The best in the business
But what about now? Hoffman retired after last season with 601 saves, a number that will likely put him somewhere on the wall in Cooperstown near Greg Maddux and Ryan and maybe even Moyer -- if the latter, rehabbing from Tommy John surgery, ever retires.
Who are the best changeup artists in Major League Baseball in 2011?
Clicking through the FanGraphs.com statistical leader boards will lead you to "pitch type linear weights," which, according to FanGraphs writer Dave Cameron, "measure the results of each pitch type a pitcher throws and expresses the results in terms of runs saved."

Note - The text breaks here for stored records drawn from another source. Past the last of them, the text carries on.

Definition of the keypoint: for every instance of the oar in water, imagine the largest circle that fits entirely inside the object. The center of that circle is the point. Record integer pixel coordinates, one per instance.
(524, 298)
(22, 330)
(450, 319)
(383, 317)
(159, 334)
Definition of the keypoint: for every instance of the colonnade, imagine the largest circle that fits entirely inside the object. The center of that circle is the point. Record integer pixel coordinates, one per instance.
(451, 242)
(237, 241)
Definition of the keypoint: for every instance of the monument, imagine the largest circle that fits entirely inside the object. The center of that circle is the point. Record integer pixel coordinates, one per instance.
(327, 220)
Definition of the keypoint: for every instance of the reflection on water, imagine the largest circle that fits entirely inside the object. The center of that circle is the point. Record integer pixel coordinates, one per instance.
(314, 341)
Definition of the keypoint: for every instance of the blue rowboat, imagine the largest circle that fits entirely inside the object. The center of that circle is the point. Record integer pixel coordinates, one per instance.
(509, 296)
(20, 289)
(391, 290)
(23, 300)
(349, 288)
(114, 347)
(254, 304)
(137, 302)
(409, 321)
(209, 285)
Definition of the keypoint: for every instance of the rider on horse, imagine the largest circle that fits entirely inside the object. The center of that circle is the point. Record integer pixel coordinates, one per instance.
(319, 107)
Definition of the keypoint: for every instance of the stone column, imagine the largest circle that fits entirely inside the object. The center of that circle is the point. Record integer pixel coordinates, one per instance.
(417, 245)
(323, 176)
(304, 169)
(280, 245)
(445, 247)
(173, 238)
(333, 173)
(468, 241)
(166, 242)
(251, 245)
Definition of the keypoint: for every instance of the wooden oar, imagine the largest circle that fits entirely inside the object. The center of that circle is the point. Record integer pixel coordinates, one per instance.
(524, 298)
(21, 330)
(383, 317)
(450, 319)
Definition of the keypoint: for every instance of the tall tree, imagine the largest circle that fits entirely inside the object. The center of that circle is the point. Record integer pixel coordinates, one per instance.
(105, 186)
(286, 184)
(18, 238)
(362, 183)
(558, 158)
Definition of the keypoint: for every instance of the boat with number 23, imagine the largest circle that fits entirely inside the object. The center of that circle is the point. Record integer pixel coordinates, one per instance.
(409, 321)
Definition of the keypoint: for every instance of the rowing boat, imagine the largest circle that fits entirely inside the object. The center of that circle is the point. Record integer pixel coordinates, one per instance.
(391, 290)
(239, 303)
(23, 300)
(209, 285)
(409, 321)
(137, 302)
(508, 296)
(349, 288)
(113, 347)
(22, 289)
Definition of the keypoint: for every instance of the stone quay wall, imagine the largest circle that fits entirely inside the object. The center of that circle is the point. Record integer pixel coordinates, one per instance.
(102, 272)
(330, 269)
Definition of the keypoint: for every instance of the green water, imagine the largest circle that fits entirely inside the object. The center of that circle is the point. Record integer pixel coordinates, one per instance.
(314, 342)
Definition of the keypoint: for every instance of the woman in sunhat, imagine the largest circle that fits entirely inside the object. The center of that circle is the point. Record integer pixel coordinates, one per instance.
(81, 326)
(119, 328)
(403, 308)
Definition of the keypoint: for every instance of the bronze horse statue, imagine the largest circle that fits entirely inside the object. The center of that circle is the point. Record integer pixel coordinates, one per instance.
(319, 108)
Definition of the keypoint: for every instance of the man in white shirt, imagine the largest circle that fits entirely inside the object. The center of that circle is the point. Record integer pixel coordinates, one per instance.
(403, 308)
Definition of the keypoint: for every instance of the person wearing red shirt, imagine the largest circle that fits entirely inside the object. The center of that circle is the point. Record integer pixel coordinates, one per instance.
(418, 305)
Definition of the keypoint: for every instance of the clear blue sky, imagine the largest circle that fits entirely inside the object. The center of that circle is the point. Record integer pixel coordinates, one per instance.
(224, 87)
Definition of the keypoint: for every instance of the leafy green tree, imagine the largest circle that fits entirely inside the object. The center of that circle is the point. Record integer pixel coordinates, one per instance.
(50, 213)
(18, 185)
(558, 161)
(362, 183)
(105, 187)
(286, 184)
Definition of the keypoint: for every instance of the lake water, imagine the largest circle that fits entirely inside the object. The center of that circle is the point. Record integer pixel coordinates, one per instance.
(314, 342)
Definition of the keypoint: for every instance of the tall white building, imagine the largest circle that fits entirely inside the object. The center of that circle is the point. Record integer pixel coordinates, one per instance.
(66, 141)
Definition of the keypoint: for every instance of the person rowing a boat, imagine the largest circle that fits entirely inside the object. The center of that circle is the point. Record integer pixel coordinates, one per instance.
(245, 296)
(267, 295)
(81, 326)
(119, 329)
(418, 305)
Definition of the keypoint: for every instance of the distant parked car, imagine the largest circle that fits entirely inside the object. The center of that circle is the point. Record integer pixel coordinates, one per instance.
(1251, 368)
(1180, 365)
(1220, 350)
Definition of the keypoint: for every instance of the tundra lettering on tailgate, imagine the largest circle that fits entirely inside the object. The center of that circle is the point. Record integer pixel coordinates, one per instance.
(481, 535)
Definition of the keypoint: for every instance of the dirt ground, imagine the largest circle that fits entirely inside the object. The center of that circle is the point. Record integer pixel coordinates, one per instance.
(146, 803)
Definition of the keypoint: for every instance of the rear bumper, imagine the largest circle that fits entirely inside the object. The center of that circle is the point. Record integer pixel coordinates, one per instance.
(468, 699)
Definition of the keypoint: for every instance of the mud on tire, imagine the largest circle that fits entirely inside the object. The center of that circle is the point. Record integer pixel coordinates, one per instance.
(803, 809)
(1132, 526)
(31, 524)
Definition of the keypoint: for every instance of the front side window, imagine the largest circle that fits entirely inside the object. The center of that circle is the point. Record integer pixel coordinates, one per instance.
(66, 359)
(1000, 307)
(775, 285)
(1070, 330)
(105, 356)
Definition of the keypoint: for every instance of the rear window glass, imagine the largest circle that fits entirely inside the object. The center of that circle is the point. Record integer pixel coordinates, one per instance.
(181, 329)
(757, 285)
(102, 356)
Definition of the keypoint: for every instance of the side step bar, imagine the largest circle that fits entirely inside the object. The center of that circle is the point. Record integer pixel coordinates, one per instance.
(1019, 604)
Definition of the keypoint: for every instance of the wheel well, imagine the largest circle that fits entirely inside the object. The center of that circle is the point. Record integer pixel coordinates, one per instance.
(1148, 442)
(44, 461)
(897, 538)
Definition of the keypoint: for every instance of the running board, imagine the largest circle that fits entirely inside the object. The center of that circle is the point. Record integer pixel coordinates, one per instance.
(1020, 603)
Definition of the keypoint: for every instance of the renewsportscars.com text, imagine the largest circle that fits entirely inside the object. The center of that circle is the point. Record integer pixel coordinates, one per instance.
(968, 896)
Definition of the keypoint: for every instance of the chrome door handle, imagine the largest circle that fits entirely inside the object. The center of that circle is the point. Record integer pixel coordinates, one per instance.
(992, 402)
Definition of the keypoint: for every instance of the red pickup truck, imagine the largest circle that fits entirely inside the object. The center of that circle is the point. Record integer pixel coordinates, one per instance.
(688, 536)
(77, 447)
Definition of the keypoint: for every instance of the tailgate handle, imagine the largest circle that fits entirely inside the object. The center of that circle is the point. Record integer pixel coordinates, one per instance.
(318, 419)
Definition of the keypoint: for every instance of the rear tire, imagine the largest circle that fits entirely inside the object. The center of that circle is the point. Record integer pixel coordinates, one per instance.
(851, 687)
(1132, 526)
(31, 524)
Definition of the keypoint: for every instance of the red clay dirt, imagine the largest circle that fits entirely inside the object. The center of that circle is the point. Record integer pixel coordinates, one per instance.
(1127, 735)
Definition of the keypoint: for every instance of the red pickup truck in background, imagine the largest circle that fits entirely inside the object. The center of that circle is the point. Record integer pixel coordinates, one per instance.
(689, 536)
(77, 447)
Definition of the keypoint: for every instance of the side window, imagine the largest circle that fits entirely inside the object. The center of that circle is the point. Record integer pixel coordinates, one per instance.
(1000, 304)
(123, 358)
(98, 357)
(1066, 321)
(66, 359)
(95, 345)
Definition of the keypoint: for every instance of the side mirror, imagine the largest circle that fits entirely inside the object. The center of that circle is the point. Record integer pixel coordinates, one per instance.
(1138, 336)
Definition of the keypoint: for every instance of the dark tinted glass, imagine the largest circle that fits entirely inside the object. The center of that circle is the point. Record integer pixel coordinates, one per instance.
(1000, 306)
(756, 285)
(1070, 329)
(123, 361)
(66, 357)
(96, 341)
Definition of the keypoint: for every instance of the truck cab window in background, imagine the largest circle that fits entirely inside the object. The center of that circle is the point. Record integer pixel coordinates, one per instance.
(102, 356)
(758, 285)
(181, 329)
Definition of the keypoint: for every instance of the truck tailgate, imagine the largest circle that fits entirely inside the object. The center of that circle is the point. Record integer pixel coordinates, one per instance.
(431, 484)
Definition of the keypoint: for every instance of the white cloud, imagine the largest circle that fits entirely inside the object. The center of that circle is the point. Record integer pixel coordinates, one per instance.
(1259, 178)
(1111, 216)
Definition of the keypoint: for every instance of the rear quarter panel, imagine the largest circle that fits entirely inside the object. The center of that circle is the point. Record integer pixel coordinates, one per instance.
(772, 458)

For example, if a pitcher has a wFB of +10, his fastball has been 10 runs above average, and wFB/c is runs per 100 pitches thrown, so it's the same number but expressed as a rate stat.
"It's a pretty neat tool, but there are limitations," Cameron said. "A pitcher may have a great fastball and an OK breaking ball, but the fastball is the one that gets him into 0-2 counts and then he puts away the opposing hitter with the breaking ball, which will get more credit because it's the pitch that got the strikeout.
"Also, it's not defense-independent, so if a guy is throwing good pitches but his defense is playing badly behind him, he won't get credit for throwing a good pitch. Still, the leader boards generally reflect what you'd expect."
That means Mariano Rivera has a great cutter -- no news there -- and in the "wCH" or changeup category, you'll find some of the game's top names.
While Jorge De La Rosa of the Rockies has FanGraphs' best change so far in 2011, with 10.6 runs saved, some of the other big names -- Felix Hernandez, Jered Weaver, Tim Lincecum and James Shields -- are in the top 10, too. Vargas, Hamels and St. Louis lefty Jaime Garcia are in the top 15.
As always, different hitters will have different opinions.
"Shields in Tampa Bay has maybe the best one," Angels designated hitter Bobby Abreu said. "You think it's a fastball, and then it's gone. It's hard to pick up and hard to hit. When you hit one, sometimes you're just fouling it off to save the at-bat. It's hard to make solid contact."
"Garcia's is so effective," Hart said, referring in particular to the Cardinals starter's near-perfect game against the Brewers on May 6. "His was moving. You could see it and recognize changeup, but it would move a foot. It would get to the plate and then move away. We've seen him before, but that was the best changeup we've ever seen from him, and it made him almost unhittable."
According to Mike Maddux, the vexing and at times mysterious nature of the pitch that has made throwing it into an undeniable art form might just be as simple as this: Go with a grip that works, throw it for a strike and have faith that it'll work for you.
"It's a basic concept," Mike said. "Just enough off the fastball to get you out front. And the fastball's just enough to get past you if you're sitting changeup. It's all about commanding your fastball and changing speeds.
"And if you can make it look like a fastball, God bless you."